The urgency of piles throws off all of our best laid plans.

~ Leo Babauta from,

If I could have one wish this holiday season (maybe I should start marking silly pop-culture references in a different typeface) it would be that you’d just go read everything he’s written. If I could have two wishes, it’d be for you to click on his name which takes you to a listing of all of my posts related to him, and then for you to continue onward to read each of his things I’ve linked. But, to dig specifically into his topic of piles, I’ll try to make a point about working all the way to done.

Some things are never going to be done in the sense of disappearing from your life; our household will always have a gentle snow of tax-related paperwork accumulating through the year. That’s technically a pile. But that pile has a home (out of sight) and related things always, immediately go on that pile, where they sit until tax season. That pile has no tension associated with it. Laundry is the same way; of course there’s always some dirty laundry in a “pile” (both a physical pile and in baskets which have homes.) But again, no tension. That’s where dirty laundry belongs.

What causes tension is when your expectations (I want things a certain way—like a tidy, uncluttered home) conflict with reality (the mail, taxes and laundry are strewn about.) The key is to realize that the second 90% of anything is the unglamorous part we’d prefer to skip. We want to jump ahead to the first 90% of the next thing.

What do I mean by the second 90%? Filling up the gas tank as you approach your destinationis part of the journey. What does done look like driving somewhere? The car’s normal state is to have some reasonable amount of gas in it. Drive it (the first 90%… the fun part involving getting somewhere) and get gas (the second 90%… the un-fun part including leaving early enough to have time to stop for gas.) What does done look like mowing the lawn? I need the time and energy to clean the mower at the end. What does done look like doing laundry? I have time and energy to do the ironing, folding and putting-away parts. And yes, big project that involve multiple sessions of working? Each session has it’s own done to reach.

Do this for everything. Every. Thing. Ask: What does done look like? Do I have enough time and energy to actually get to done? …or am I just excited by that first 90% and I’m going to quit there? 

You’ll quickly realize you cannot get everything (literally everything) to a “done” that corresponds to your expectations. The hardest part starts once you realize that you’ve over-stuffed your life. The real problem is that you really don’t have the time and energy to do the second 90% of every thing. The real solution then is to make the hard choices to undo the mistakes that un-simplified one’s life.

And by “you” I mean “me.”


It is so much simpler to bury reality than it is to dispose of dreams.

~ Don DeLillo

Should have read the label

There is a part of you that will become your job/profession.

~ Toby Nagle from,

That’s number 7 from his 10-point listicle.

Also: I’ve taken to using the word “listicle” only when I mean it as a compliment. Versus, my perception that everyone else means it as derogatory. I think that being able to organize one’s writing into a coherent, ordered list of things all of which are on roughly equal footing, shows a significant level of comprehension and integration.
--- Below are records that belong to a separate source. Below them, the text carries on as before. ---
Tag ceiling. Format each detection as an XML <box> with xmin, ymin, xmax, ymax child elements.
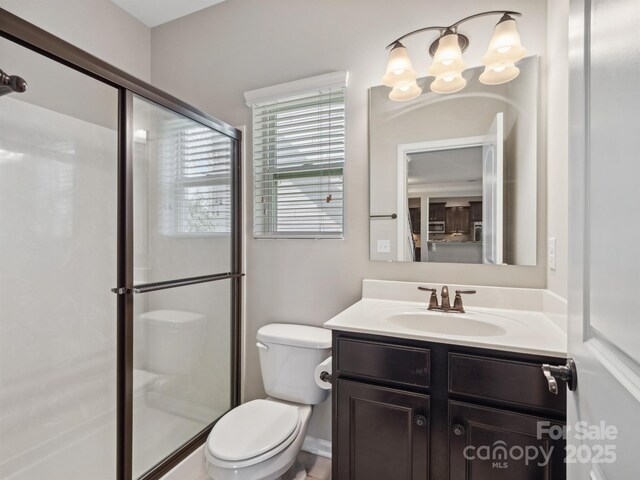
<box><xmin>111</xmin><ymin>0</ymin><xmax>224</xmax><ymax>27</ymax></box>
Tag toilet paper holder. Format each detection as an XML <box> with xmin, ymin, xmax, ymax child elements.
<box><xmin>320</xmin><ymin>371</ymin><xmax>333</xmax><ymax>383</ymax></box>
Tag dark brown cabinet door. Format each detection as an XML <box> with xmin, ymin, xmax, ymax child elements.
<box><xmin>458</xmin><ymin>207</ymin><xmax>470</xmax><ymax>233</ymax></box>
<box><xmin>429</xmin><ymin>203</ymin><xmax>446</xmax><ymax>222</ymax></box>
<box><xmin>333</xmin><ymin>379</ymin><xmax>429</xmax><ymax>480</ymax></box>
<box><xmin>469</xmin><ymin>202</ymin><xmax>482</xmax><ymax>222</ymax></box>
<box><xmin>445</xmin><ymin>207</ymin><xmax>469</xmax><ymax>233</ymax></box>
<box><xmin>449</xmin><ymin>401</ymin><xmax>566</xmax><ymax>480</ymax></box>
<box><xmin>409</xmin><ymin>208</ymin><xmax>422</xmax><ymax>234</ymax></box>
Most short writings which have a numbered list of points are crappy click-bait, and people rightly derogate them. This is not that, so there. (English is a mess, but ain’t finger-painting fun?i)


Do not be embarrassed by your mistakes. Nothing can teach us better than our understanding of them. This is one of the best ways of self-education.

~ Thomas Carlyle


The aims of safety-ism were noble. They saw that young people were experiencing greater amounts of anxiety, stress, and depression than previous generations and sought to remedy their angst by protecting them from anything that could potentially harm or upset them.

~ Mark Manson from,

It always seemed obvious to me that wasn’t going to work. When I find something which triggers me, that’s a problem with me; That points me towards something I can improve upon. The problem is not the problem. The problem is my attitude towards the problem.


Being self-reliant is critical. To make yourself less dependent on others and so-called experts, you need to expand your repertoire of skills. And you need to feel more confident in your own judgement. Understand: We tend to overestimate other people’s abilities—after all, they’re trying hard to make it look as if they knew what they were doing—and we tend to underestimate our own. You must compensate for this by trusting yourself more and others less.

~ Robert Greene

Active resistence

The first time I rode one was nearly a decade ago, in Kyoto. The electric bike I rented was huge and unwieldy, but that tug of its motor never left my mind. I went to climb a hill and it felt as if a giant had gently placed his hand on my back and pushed me forward. That stupid smile has been on my face ever since.

~ Craig Mod from,

With that name, this guy is clearly awesome, right? If you want to go down a fun rabbit hole, do some searching for “how popular is” and “usage of” with your first name. Yikes, statistics. But I also like this piece because it’s about bicycles. In particular, it’s about electric bicycles which I have been very intentionally ignoring the existence of, for fear of developing a yearning for another bicycle. *ahem* I digress.

What I really love about Mod is that a few years ago he took down everything he was doing, which was all free to read with a “hey please support me” …and he said, “hey guys, please support me, I’ll go write and photograph and I share it with you.” And it worked.